Iterating over a DataFrame with itertuples
Recently in the recommended system practice when you need to generate items with the matrix and the user items matrix, found the DataFrame object traversal is very convenient function itertuples
The following are relevant.
-
iterrows()
: Iterate DataFrame into (index ,series) -
iteritems()
: Iterate DataFrame into (column name, series) -
itertuples()
: Iterate DataFrame into tuples
Examples are shown below:
The getattr() function allows you to get the value specified in the tuple directly.
Here the corresponding value is accessed by listing the index
Here the corresponding value is retrieved via the Index index
Pandas - Dataframe row traversal several common methods performance analysis
pandas as python data analysis a big tool for the majority of data analysts to use. Unintentionally, I heard a beautiful colleague spit: dataframe is so slow ah! Uh-huh, instantly aroused my attention as a data person, go over and take a look, it turns out to be using the method itself is inefficient.
In our daily work, traversing data by rows is a very common scenario! Especially since I moved from sql boy to data analysis, I can't stop thinking about
select * from table1;
A quick look at the data in general. There are a few main implementations of this operation in pandas:
1、iterrows()
The principle is to iterate the Dataframe into a Series and return the result.

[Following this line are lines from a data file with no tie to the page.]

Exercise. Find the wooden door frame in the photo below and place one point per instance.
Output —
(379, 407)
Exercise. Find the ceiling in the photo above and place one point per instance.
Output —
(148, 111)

This process requires type checking, so, it will take a long time. (Not recommended)
for index, row in (): # Dictionary access print(index, row['c1'], row['c2'])
2、itertuples()
The principle is to iterate the Dataframe into tuples, and then return, due to the immutable nature of the tuple, this process does not require type checking. (High efficiency, recommended)
for row in (): # print(row) print(, , , ) print(, getattr(row,'name'), getattr(row,'account'), getattr(row,'pwd'))
3、for + zip
This method is to construct the native tuple directly and manually, without caring about the index data. (High efficiency, recommended)
for A, B in zip(df['A'], df['B']): print(A, B)
summarize
The above is a personal experience, I hope it can give you a reference, and I hope you can support me more.